I wouldn't want any of my mares as thin... that's just far too risky when one wants health of mare as number one priority, conception as the number two priority, and sex of foal would be a distant third in priority. I just found it interesting that one of the researchers was narrowing down the topic to the prevalence of glucose in the mare's system as possibly being a dominant feature in colt births.
Personally, I haven't found my mares behaving at all in line with what this research found.
I am curious, can one see a physical difference in the in male / female sperm as in humans? and life span of male vs female sperm? And I am also curious as the study didnt mention the stallions condition, possibly relating to the gender of the sperm he produces?

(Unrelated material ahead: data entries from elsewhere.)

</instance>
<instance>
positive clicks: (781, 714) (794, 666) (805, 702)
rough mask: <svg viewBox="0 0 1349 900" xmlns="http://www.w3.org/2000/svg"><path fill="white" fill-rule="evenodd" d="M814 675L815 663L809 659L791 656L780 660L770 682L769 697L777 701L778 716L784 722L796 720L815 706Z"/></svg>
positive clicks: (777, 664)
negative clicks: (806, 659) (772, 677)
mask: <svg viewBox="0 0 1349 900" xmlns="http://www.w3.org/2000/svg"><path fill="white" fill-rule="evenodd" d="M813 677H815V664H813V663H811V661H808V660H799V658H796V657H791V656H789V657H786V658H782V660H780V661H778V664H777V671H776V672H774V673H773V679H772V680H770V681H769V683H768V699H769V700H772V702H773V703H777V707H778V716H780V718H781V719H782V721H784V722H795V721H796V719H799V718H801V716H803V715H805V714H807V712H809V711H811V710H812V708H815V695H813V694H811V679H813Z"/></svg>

I know that the stallions genetics predispose him to making either more fillies or more colts, but have no idea about the condition. And there are "sperm separators" that can separate the sperm into male and female, so that you can AI your mare with male only or female only sperm. It's a really expensive procedure yet, and that's all I know about that......~Forrest
Diana, I talked to XY, Inc. already about this particular technology, and they're not ready to do this on a commercial basis yet. If they were, all of my purchased semen would be going through them to give me straight XX's.